The market offers multiple types of mutual funds of investment instruments for you to pick from. And, sometimes this wide variety can make it a little difficult to spot the differences between the different types of mutual funds. The case is more so with balanced funds and balanced advantage funds since they are similarly named. To understand the difference, let’s take a deeper look into these two types of funds.
Balanced fund vs. Balanced advantage fund
Both these funds fall under the category of hybrid funds. Balanced funds allocate money in debt and equity in a balanced ratio. On the other hand, balanced advantage funds shift your money between equities and debt securities based on market conditions.
What are balanced funds?
Balanced funds maintain a balanced proportion of investment in all assets, i.e., 40%-60%. If you have a balanced exposure in stock and bond instruments, you can enjoy both income generation and capital appreciation. The right proportion also helps you balance market risks.

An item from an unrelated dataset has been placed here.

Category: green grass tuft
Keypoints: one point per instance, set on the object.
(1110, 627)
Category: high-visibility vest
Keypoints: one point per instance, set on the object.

What are balanced advantage funds?
These funds dynamically shift money between equity and debt, depending on the prevailing market circumstances. When markets are rising and have reached peaks, these funds reduce exposure in equity and shift funds to debt. Consequently, even if the market witnesses a decline, the profits made from the funds remain intact. Its objective is wealth creation, but it also provides stability and security from market volatility.
How are balanced funds different from balanced advantage funds?
- Objective
Balanced funds provide long-term growth and stability. Balanced advantage funds, on the other hand, provide risk-adjusted returns.
- Asset composition
Balanced funds allocate 40% to 60% in equity and debt. For balanced advantage funds, the asset composition is fixed at 33% for equities and 33% for arbitrage. Asset composition of the latter changes based on fund allocation conducted as per market conditions.
- Strategy
Balanced funds invest in bonds and equities with a predetermined objective. Balanced advantage funds alter their allocation depending on the market fluctuation. When equity market valuation is high, they switch their exposure to the bond market. These funds benefit from arbitrage opportunities in the equity derivatives market.
- Returns on investment
Both these hybrid funds can deliver high returns. However, balanced advantage funds usually give better risk-adjusted returns. They allocate funds based on market conditions and make the best use of volatility. They have greater flexibility and shift the corpus into bonds as markets get expensive. This is not the case with balanced funds. It cannot reduce its exposure to the equities market after a limit.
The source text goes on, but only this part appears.